Closed GBJim closed 7 years ago
I'm also having similar issues too. RFCN-ResNet-101 and SSD-Inception-v2 seem to run much slower than the benchmarked time. I'm using Pascal TitanXp with CUDA8.0
I am having this problem as well.
Thanks all - I'll look into this. If you can provide logs and system information, that would be helpful too.
@GBJim How can I test my own data, I have train my own data succeed, I just wonder how can I test my data and get a txt file which contain [ image_name, score,x,y,w,h], can you give me some suggestion? Thanks
@YanLiang0813 Please refer to this Python detection script You can use this function in your object_detection_tutorial.ipynb
Some loops could be optimized by numpy operation for efficiency.
@GBJim Thank you very much! It really help me a lot
Hi @jch1 Are there any updates about this issue? Please let me know if you need any extra information. Thanks!
I am having a similar issue on windows 10 with pip installed tensorflow 1.2.1. On 4-core CPU I get 400ms per frame on SSD-Mobilenet-V1, but on a gpu (960 gtx) it drops just to 360 ms, which is strange.
I am having a similar issue on Ubuntu 16.04 with pip installed tensorflow-gpu 1.2.1. I have a GTX 760 with 2G memory. It took ssd_mobilenet around 1600ms per frame. For faster_rcnn_inception, it took about 4000ms per frame.
Wow, how do you guys run that fast? I get at best 4-5 seconds per image on my 4-core i5 CPU with Windows7 and Tensorflow 1.1.0. Is there anything I can optimize to get near real-time behavior? Or is it slow because I am running out of the jupyter notebook?
Ok, sorry, my bad. I was including the Tensorflow double "with" lines in my loop. Taking those lines out I now get a more reasonable frame rate (<1sec). Still, is there any way to optimize that, even at a cost of accuracy? Is it worth retraining the model with only the 2-3 classes I am interested in detecting?

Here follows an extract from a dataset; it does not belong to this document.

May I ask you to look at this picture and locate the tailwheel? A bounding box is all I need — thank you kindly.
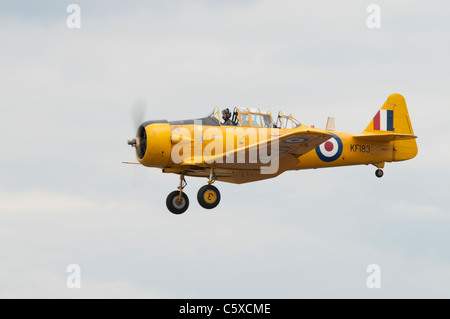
[197,184,220,209]
[375,168,384,178]
[166,191,189,215]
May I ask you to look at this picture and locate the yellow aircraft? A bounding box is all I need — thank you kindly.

HI all: My issue has been solved. In my experiment, the detection time is measured end to end. The image IO time is included as well. I found that the network forward time of each model is actually normal, the bottleneck is the image IO .
In object_detection_tutorial.ipynb, image IO is implemented in PIL library as the following:
image = Image.open(image_path)
image_np = load_image_into_numpy_array(image)
image_np_expanded = np.expand_dims(image_np, axis=0)
This implementation is actually quite slow in my environment. Processing speed improved drastically after replacing this script with the following cv2 functions:
img = cv2.imread(img_path)
img = cv2.cvtColor(img, cv2.COLOR_RGB2BGR)
img_np_expanded = np.expand_dims(img, axis=0)
The average processing speed of images of 1280*720 in my environment is:
IO Method | Time per Image (1280*720) |
---|---|
PIL | 0.49 sec |
CV2 | 0.004 sec |
As for the detection speed of each model, this is my testing result:
Model name | FPS(1280*720) |
---|---|
ssd_mobilenet_v1_coco | 15.55 |
ssd_inception_v2_coco | 14.07 |
rfcn_resnet101_coco | 4.93 |
faster_rcnn_resnet101_coco | 3.79 |
faster_rcnn_inception_resnet_v2_atrous_coco | 0.97 |
great,thanks
@GBJim what's your network forward time of ssd_mobilenet_v1_coco? My result is about 70ms, which is much lower than SSD.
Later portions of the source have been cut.